Una de las quejas más habituales está relacionada con el incumplimiento de las garantías de los servicios o productos adquiridos. Los organismos y organizaciones de consumo se encargan de mediar entre el cliente y la empresa. En este sentido, la mayoría de las reclamaciones que la Agencia Catalana de Consumo resolvió en 2024 se gestionaron mediante mediación. Solo en un 7% de los casos fue necesario emitir un laudo arbitral, “que tiene efectos idénticos a una sentencia judicial, aunque su inconveniente es que el arbitraje es voluntario; es decir, las empresas pueden decidir si se someten o no a este mecanismo”, detallan desde la agencia.
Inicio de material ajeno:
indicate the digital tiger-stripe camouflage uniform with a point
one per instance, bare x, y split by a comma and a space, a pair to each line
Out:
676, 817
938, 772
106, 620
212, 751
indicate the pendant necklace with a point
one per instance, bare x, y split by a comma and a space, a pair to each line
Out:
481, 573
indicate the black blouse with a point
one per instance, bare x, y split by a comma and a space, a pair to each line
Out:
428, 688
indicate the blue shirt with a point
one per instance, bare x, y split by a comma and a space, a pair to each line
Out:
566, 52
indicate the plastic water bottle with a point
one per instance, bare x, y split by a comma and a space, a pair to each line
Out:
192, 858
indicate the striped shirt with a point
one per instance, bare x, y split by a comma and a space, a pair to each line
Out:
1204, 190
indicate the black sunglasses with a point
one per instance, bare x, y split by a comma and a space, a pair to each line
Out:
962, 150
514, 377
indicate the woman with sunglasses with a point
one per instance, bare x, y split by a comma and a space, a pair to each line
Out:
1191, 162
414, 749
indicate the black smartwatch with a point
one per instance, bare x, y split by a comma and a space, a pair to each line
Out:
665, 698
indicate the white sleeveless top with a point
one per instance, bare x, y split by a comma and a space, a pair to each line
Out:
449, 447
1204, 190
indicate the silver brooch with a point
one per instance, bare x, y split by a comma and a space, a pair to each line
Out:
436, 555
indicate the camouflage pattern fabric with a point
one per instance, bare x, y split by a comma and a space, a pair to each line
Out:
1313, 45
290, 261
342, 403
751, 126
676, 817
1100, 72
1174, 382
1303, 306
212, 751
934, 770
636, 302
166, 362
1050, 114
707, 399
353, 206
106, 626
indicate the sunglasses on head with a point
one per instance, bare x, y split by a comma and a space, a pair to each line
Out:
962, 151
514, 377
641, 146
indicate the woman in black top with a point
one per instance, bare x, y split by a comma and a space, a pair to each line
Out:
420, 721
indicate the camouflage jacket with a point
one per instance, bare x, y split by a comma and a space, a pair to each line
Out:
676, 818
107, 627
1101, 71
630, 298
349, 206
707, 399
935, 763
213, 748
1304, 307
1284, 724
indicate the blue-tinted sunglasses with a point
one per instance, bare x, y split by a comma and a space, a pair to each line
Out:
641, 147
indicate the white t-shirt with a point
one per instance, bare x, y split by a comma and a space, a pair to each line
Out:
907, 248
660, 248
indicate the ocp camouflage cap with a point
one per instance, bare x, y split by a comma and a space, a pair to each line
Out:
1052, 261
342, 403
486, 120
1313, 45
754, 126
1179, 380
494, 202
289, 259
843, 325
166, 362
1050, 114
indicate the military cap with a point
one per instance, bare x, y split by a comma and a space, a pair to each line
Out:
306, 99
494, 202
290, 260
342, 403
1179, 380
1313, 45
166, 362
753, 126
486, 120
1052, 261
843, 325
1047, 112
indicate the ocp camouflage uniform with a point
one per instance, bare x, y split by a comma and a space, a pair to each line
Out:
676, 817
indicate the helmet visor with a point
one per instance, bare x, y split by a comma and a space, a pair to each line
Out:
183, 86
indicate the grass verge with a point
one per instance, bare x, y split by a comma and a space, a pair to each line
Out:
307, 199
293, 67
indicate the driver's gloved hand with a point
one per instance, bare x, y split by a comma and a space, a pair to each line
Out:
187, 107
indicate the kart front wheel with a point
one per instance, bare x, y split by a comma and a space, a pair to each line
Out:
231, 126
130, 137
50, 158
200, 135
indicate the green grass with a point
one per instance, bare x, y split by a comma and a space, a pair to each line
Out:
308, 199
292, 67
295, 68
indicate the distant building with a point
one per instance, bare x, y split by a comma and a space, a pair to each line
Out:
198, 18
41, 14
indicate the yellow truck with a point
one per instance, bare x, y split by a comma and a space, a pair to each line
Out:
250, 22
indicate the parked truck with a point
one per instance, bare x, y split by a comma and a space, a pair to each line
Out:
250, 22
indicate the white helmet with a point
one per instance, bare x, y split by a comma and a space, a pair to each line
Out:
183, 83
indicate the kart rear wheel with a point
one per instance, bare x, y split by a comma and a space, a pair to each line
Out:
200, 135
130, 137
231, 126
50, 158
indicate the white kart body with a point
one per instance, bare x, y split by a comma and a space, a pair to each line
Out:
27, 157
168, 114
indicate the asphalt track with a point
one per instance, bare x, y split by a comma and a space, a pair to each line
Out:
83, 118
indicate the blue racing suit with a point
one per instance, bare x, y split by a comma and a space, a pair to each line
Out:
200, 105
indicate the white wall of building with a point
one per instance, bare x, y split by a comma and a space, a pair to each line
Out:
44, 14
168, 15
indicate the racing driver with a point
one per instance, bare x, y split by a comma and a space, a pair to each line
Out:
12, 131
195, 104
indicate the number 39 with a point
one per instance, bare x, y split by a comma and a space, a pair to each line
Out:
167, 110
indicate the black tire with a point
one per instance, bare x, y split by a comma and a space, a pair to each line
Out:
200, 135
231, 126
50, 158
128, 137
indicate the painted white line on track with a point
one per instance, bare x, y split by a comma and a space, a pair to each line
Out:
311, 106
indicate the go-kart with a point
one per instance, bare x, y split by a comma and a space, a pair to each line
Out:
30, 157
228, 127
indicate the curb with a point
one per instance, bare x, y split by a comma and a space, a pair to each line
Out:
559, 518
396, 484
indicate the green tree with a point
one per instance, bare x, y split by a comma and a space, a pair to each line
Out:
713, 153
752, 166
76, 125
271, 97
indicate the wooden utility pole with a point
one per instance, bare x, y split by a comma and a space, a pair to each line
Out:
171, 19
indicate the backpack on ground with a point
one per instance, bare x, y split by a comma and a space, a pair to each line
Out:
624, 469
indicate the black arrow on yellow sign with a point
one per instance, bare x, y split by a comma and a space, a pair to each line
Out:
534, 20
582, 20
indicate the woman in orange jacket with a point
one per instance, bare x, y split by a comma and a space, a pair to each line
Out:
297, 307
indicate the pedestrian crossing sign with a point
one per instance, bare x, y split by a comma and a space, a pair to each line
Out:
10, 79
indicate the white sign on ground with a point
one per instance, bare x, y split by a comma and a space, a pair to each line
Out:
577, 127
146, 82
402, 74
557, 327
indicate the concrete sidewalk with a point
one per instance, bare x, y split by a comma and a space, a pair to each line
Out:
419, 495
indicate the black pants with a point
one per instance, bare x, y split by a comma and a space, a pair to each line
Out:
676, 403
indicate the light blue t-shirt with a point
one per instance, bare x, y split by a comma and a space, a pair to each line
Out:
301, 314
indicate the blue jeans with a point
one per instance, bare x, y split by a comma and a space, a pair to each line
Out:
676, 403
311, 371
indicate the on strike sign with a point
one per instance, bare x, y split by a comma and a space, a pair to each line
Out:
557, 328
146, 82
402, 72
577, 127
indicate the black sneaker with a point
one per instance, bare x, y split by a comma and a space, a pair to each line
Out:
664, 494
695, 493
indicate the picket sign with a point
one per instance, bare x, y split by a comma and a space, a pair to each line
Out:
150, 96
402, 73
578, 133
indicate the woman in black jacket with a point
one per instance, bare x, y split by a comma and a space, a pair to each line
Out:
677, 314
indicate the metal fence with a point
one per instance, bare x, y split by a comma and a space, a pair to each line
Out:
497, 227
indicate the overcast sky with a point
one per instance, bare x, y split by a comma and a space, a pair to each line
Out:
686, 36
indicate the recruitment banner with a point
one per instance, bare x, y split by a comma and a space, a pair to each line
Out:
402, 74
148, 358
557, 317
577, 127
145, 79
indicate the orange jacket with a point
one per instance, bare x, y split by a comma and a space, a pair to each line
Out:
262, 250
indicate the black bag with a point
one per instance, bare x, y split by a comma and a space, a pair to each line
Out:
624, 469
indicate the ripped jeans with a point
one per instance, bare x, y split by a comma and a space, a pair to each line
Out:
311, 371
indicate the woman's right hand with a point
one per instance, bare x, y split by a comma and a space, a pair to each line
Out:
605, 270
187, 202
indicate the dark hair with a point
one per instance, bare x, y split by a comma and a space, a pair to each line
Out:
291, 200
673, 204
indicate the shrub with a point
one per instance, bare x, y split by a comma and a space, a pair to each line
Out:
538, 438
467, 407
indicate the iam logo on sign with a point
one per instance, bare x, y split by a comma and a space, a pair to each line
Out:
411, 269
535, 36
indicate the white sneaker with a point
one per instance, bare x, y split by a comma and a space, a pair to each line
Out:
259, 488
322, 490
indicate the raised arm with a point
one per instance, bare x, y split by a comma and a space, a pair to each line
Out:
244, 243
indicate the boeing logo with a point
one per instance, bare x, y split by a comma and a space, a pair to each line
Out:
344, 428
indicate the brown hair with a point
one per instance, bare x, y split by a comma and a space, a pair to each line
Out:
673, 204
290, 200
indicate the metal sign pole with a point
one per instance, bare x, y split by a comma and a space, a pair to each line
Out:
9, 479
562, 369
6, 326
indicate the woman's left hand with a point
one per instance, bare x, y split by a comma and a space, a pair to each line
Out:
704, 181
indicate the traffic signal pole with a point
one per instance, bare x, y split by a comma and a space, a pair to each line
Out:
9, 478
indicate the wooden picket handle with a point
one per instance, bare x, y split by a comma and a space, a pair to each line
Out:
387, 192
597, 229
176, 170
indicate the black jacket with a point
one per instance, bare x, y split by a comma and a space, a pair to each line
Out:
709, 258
Cuando la queja está relacionada con defectos en el producto recibido, “en la mediación se acostumbra a obtener una rebaja de precio o la devolución del producto o el retorno del dinero”, precisa García. En este sentido, recuerda que la garantía de los artículos es de tres años. No obstante, la publicidad de algunos productos “lleva a menudo al consumidor a cuestionarse si esto es obligatorio o no”. “La ley dice que la garantía es de tres años”, zanja, “otra cosa es cómo debe ejercerse”.

Un electrodoméstico averiado

Si en los dos primeros años aparece un defecto de origen o fabricación en el producto, “la ley presume que el consumidor no debe demostrar nada, sino que es un defecto”, explica el experto. En este caso, podrá elegir entre la reparación o reemplazo del mismo. “En cambio, a partir del segundo y hasta finales del tercer año desde la compra, el consumidor debería demostrar o tener pruebas suficientes de que no ha sido el causante del mal funcionamiento o la rotura del artículo adquirido”. 

¿Qué plazo tiene el consumidor para devolver el producto o desistir del servicio contratado?

Solo en el caso de las compras en línea, el consumidor tiene derecho a devolver o desistir del servicio hasta 14 días después de haber recibido el pedido sin dar explicaciones del motivo (exceptuando productos personalizados). En cambio, en las compras presenciales, dependerá de la política de devoluciones de cada empresa: algunas ofrecen 30 días para realizar cambios, otras no permiten devoluciones o canjean el importe por un vale.

En todo caso, se aconseja al consumidor que, antes de confirmar el carrito de la compra, se asegure de si, en caso de devolución, los gastos de envío correrán a su cargo. “En términos generales, no suele ocurrir”, sostiene García. Asimismo, si se ha financiado a plazos la compra, “su anulación debe comportar necesariamente la cancelación del crédito”.